A magician committed suicide last night at the famed Magic Castle in Hollywood, the exclusive club for magicians. I've been a member for thirty-six years and I can't recall anything — not even the fire a few years ago — that triggered the emotion I see on members' websites and forums tonight. The deceased was a performer there, well-known to most though I'd never met him. I can't help but think about the poor staff member who found the body and who had to have wondered if he or she had walked into an elaborate, poor-taste practical joke.
I wasn't there last night. Around 9:40, I got a text message that the Castle was closing down for the night due to a "medical emergency." It didn't take a lot of web-surfing to read what had really happened, though the performer's name had not been released. It's standard practice to not make that public until the person's family has been notified, though I wonder if that's always wise. Sure, it would cause a lot of shock to the deceased's loved ones…but it did cause a lot of anxiety to those of us who heard, in effect, "Someone you probably know has killed themselves. We'll tell you in a few hours who it is."
As I said, I didn't know the gent but a lot of names did run through my skull before I found out who it was.

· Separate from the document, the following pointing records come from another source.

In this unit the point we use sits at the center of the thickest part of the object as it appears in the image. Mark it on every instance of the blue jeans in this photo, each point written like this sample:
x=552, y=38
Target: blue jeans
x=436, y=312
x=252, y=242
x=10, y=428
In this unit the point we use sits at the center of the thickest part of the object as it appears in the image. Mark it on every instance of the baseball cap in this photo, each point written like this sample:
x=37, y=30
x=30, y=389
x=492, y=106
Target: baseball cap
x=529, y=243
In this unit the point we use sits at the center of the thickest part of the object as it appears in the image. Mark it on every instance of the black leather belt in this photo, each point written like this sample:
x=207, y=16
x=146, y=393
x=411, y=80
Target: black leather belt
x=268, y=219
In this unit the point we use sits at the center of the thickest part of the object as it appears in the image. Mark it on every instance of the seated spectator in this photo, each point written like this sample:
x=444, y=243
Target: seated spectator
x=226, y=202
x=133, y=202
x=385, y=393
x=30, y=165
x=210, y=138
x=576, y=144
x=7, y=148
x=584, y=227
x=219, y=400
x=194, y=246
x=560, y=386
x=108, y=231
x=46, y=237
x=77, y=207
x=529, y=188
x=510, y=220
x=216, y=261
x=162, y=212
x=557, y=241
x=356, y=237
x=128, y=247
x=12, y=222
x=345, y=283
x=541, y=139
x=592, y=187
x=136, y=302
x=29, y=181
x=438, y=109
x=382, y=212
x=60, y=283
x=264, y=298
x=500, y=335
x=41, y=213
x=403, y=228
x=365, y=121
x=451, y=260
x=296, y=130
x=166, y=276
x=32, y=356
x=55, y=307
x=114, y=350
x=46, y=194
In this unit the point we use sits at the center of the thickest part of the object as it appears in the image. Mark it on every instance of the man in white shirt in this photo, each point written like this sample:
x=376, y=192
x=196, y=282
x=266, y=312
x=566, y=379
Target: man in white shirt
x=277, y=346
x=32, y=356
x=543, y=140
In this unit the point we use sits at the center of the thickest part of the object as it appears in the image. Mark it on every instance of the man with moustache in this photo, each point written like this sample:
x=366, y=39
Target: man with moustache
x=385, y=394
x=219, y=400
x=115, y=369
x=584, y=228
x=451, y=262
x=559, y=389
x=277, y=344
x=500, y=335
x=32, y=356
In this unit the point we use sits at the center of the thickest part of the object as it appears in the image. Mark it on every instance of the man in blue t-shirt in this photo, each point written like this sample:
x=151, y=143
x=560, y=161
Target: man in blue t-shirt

In my lifetime, I think I've known about eight people who killed themselves. At least two were in such advanced stages of incurable, debilitating diseases that I could well understand it. They certainly spared themselves a lot of pain and their loved ones, a lot of pain and trouble and expense. If I'm ever that bad off, I might well decide to take that route before they did. The others had either made such a mess of their lives that they felt they couldn't go on, or had suffered a personal tragedy, like the loss of a life-partner.
One did it in the messiest, public way he could think of — a way which caused great pain and shock to those who knew him but also to total strangers who had the bad fortune to be there when he did it. Years later, some of them were still under psychiatric care because of it. In that case, my initial feelings of sorry and sadness for my friend turned to a fair amount of anger for doing it the way he did. Some of us may soon feel that way about the fellow who took his own life, not at home but in our clubhouse, disrupting business and ruining many evenings.
I don't think it's a bad thing to be angry at a dead person. You just have to remember that your anger can't do a lot.